I’m home in Chicago with my family to celebrate Rosh Hashana, the Jewish new year. This holiday is followed by Yom Kippur in ten days, on which we repent for our sins. I’m not talking about breaking God’s commandments type sins, although to many that’s the case. To me these ten days are just about assessing who I’ve wronged based on my own moral compass and how I can be a better version of myself. I’m working to make amends in my life, not because I’m in a twelve step program, but because it’s the right thing to do. It’s created great discomfort for me, in self assessment and apologies I’ve delivered to people I feel I’ve wronged. This is one step for me to become a better person tomorrow, by addressing my past and maintaining my existence here and now. 

One last thing I want to mention here is the background behind these posts. I have to dig back to see when it started, but it’s been two years or more. At first it was a therapeutic release for me, that I shared with my world via Facebook and Instagram. As time went on I realized there were hundreds and even thousands of people reading my words, which is unbelievable. Growing up the son of a Rabbi, I was spoiled by my father’s weekly Friday night sermons. At the time I probably would have used words other than spoiled, but as I’ve grown up and interacted with his congregants as an adult I understand the impact his words have. I highly admire my father’s commentary on the world through his sermons, and I imagine it must be a bigger influence than I realized in my life. 

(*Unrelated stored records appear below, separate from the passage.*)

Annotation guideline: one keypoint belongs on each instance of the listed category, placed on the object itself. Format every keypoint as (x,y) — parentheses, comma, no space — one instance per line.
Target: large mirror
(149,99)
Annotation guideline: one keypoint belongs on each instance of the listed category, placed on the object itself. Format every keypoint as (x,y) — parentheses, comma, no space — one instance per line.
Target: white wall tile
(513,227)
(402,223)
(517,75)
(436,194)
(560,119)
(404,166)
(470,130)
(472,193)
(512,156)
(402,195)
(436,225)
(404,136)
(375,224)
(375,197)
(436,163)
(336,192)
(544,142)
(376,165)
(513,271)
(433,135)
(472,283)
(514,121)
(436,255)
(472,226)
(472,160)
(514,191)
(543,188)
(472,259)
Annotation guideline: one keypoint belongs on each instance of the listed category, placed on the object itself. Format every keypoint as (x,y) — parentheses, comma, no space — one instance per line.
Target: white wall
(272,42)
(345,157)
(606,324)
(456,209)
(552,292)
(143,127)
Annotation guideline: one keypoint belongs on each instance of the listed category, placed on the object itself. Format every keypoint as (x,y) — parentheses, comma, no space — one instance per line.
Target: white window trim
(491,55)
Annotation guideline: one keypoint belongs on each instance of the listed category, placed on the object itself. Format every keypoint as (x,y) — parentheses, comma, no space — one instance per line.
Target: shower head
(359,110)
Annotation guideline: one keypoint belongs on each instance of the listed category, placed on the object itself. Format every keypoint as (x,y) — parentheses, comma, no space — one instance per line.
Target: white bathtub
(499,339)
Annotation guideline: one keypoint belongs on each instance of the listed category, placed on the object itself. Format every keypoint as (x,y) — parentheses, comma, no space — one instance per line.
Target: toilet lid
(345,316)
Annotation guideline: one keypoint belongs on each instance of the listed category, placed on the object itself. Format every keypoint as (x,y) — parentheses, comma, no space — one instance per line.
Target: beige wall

I don’t have a CUPDATE for you this week, as I’m traveling right now. I can tell you Reda shot new products last week and they’ll be on the website soon!

Thanks for tuning in to my rambling.

Enjoy your week!

BB



1 Response

andrew
andrew

October 04, 2019

one of my favorite posts from you ben. should i be surprised that i too indulged in assuming positive intent? thats a new concept for me but it explains an entire black/white theme in my project. “maybe its not always black and white, the city is spinning in caveats and wine. they say truth is shade of grey lying in between the lines, never said its strange explaining truth by where it lies”. its a really important lyric for me bc to understand the world around me i unfortunately have to accept the system isnt always working like you want to believe it is. thanks for this share and the rubiks mug. see you in CO soon!